Armed attackers killed at least 33 people when they opened fire on vegetable farmers in Burkina Faso, the governor of the Boucle du Mouhoun region said on Saturday.

Much of the country, including parts of western Boucle du Mouhoun region, has been under a state of emergency since March as the government seeks to combat jihadi attacks.

“On the evening of Thursday, May 11 at around 5:00 pm (1700 GMT), the village of Youlou in the department of Cheriba, Mouhoun province suffered a cowardly and barbaric terrorist attack,” Governor Babo Pierre Bassinga said in a statement.

“The gunmen targeted peaceful civilians” who were farming along the river, he said, adding the “provisional death toll” was 33 people killed.

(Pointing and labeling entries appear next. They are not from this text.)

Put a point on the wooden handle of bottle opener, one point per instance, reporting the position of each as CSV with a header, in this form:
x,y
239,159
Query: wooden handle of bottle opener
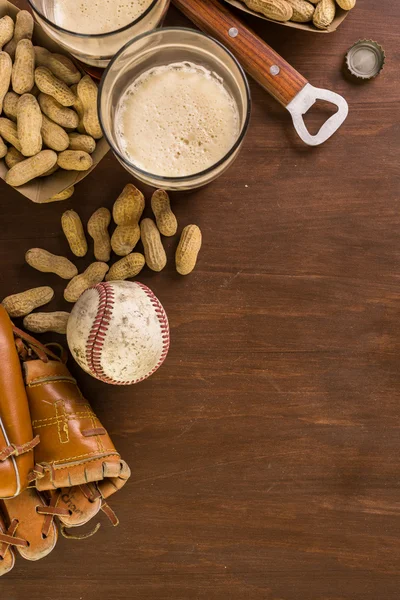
x,y
269,69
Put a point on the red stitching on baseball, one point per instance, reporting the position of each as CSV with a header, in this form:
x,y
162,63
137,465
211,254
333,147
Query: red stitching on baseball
x,y
95,342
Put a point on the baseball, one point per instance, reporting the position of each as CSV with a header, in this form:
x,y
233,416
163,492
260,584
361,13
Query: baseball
x,y
118,332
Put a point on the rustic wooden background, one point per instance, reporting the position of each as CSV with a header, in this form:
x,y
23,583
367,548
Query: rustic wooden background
x,y
265,452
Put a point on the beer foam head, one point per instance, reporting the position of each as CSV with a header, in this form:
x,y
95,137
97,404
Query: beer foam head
x,y
177,120
97,16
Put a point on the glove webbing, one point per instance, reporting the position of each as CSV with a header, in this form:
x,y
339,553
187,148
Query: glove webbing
x,y
9,538
15,450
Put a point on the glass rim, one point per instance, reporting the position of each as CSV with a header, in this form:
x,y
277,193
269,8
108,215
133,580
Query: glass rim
x,y
92,35
182,178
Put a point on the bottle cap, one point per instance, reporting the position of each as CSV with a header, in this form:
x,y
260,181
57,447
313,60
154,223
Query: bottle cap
x,y
365,59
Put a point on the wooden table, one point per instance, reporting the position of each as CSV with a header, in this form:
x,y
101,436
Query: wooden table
x,y
265,452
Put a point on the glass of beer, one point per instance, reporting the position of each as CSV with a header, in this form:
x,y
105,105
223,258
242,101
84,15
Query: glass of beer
x,y
94,30
174,105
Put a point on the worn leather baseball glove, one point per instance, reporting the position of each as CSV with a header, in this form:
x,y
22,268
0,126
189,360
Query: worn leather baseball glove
x,y
57,462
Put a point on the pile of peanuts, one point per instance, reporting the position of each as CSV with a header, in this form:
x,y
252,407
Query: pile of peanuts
x,y
127,212
320,12
48,111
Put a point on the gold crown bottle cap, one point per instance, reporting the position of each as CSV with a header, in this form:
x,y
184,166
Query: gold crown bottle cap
x,y
365,59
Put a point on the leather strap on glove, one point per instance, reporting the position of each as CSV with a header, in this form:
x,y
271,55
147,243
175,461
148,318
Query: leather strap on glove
x,y
51,441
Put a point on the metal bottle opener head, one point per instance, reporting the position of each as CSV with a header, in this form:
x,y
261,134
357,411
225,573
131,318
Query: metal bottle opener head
x,y
303,101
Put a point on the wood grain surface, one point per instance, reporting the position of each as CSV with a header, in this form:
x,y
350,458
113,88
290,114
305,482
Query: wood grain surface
x,y
265,452
256,57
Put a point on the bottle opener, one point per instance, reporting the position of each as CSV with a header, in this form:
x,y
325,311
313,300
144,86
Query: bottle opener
x,y
266,66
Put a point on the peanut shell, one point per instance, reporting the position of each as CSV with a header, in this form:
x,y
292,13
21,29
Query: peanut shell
x,y
73,230
46,262
19,305
127,267
32,167
125,238
93,275
8,131
302,11
22,76
65,117
55,322
129,206
10,103
324,13
23,30
54,136
64,195
74,160
346,4
5,76
54,87
98,230
13,157
87,93
61,66
154,252
279,10
78,107
29,125
6,30
78,141
3,148
165,218
188,249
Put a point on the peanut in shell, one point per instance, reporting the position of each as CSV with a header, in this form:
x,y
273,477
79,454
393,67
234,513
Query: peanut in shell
x,y
61,66
278,10
3,149
65,117
154,252
23,72
29,125
46,262
5,76
87,93
324,13
127,267
23,30
54,136
129,206
6,30
98,231
73,230
165,218
32,167
93,275
55,322
188,249
13,157
9,133
302,11
54,87
19,305
10,104
124,239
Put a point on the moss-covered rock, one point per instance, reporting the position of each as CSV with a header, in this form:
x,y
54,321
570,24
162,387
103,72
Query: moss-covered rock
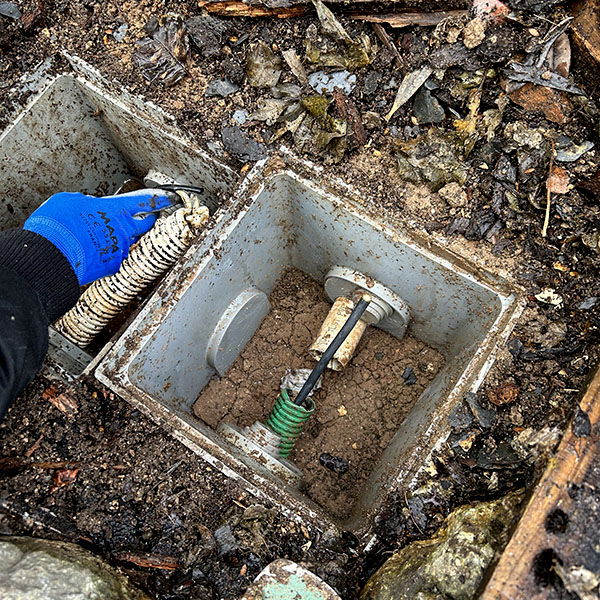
x,y
33,569
451,565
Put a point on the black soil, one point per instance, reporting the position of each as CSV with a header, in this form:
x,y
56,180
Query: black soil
x,y
131,493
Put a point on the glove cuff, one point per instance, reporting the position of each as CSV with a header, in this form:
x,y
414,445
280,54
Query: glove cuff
x,y
62,238
43,266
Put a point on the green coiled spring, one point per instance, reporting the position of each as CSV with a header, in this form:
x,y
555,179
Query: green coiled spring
x,y
287,420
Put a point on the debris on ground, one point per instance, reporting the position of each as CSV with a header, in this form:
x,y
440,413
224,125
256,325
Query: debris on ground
x,y
69,572
476,128
162,56
453,562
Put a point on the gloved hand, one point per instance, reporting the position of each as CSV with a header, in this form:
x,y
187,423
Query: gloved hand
x,y
95,233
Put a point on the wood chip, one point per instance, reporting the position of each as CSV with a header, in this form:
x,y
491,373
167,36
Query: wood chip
x,y
507,393
233,8
407,19
585,30
62,478
151,561
35,446
558,180
65,402
293,61
555,105
351,114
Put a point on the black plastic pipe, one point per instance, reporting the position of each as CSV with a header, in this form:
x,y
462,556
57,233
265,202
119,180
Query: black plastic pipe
x,y
337,341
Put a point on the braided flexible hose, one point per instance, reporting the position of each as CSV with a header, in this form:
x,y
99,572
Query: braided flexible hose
x,y
151,257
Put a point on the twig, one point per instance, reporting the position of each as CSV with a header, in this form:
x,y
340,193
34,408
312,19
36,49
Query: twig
x,y
387,41
406,19
548,194
410,511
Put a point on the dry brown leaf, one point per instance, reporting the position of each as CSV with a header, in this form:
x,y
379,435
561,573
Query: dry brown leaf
x,y
62,478
558,181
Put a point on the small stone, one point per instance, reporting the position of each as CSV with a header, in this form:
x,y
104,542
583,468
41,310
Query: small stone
x,y
221,87
426,107
582,426
460,417
454,194
409,376
334,463
10,10
474,33
371,83
120,32
371,120
570,152
323,82
238,143
240,116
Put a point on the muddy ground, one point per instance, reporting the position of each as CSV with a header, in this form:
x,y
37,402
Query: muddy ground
x,y
139,492
359,409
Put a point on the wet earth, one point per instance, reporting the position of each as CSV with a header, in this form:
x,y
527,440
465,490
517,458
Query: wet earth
x,y
469,160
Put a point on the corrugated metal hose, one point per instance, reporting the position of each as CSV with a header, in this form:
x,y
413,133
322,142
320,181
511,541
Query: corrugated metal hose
x,y
148,259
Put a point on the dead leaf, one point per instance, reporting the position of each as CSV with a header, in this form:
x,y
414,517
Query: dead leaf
x,y
351,115
407,19
585,30
505,394
161,57
32,12
558,181
554,104
152,561
263,68
293,61
549,296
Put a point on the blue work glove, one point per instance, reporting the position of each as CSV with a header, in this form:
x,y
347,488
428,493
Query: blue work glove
x,y
95,233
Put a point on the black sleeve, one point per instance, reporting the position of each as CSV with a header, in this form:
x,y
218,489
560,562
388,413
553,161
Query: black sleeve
x,y
37,286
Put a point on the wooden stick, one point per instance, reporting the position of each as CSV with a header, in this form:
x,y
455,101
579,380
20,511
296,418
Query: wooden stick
x,y
235,8
423,19
387,41
548,194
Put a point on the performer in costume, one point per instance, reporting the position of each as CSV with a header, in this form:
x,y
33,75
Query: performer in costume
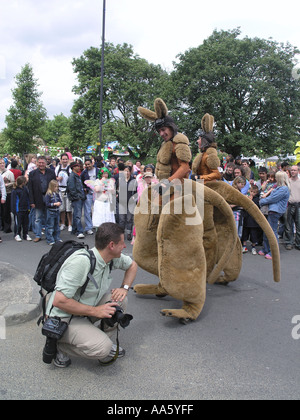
x,y
205,165
174,155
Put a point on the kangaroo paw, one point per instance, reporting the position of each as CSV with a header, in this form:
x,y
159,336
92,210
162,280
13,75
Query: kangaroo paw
x,y
176,313
147,289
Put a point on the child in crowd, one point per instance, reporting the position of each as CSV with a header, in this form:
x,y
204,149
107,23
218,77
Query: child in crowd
x,y
52,202
142,183
238,183
20,208
250,228
104,188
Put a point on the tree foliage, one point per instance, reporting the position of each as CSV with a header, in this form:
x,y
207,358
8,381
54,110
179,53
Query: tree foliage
x,y
26,117
247,85
57,131
129,81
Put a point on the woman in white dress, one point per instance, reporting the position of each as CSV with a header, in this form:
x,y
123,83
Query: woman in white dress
x,y
105,192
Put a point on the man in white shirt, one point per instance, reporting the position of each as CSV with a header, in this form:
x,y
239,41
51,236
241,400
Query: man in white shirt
x,y
293,212
90,173
2,194
62,172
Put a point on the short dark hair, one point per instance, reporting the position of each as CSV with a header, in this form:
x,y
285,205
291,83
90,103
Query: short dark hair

Local sources confirmed the presence of heavily armed assailants on motorcycles who fired indiscriminately.

The victims were buried on Friday.

In Cheriba, people also said three others were wounded in the attack and that the perpetrators had burned property before shooting.

The governor said that security in the area was being enhanced.

Burkina Faso, which saw two military coups in 2022, has been battling a jihadi insurgency that crossed from Mali in 2015.

Captain Ibrahim Traore, Burkina’s transitional president who staged the most recent coup on September 30, has set a goal of recapturing 40% of the country’s territory, which is controlled by jihadis affiliated with al-Qaida and the Islamic State group.

The violence has seen more than 10,000 killed — both civilians and military — according to the nongovernmental organizations and displaced an estimated 2 million people.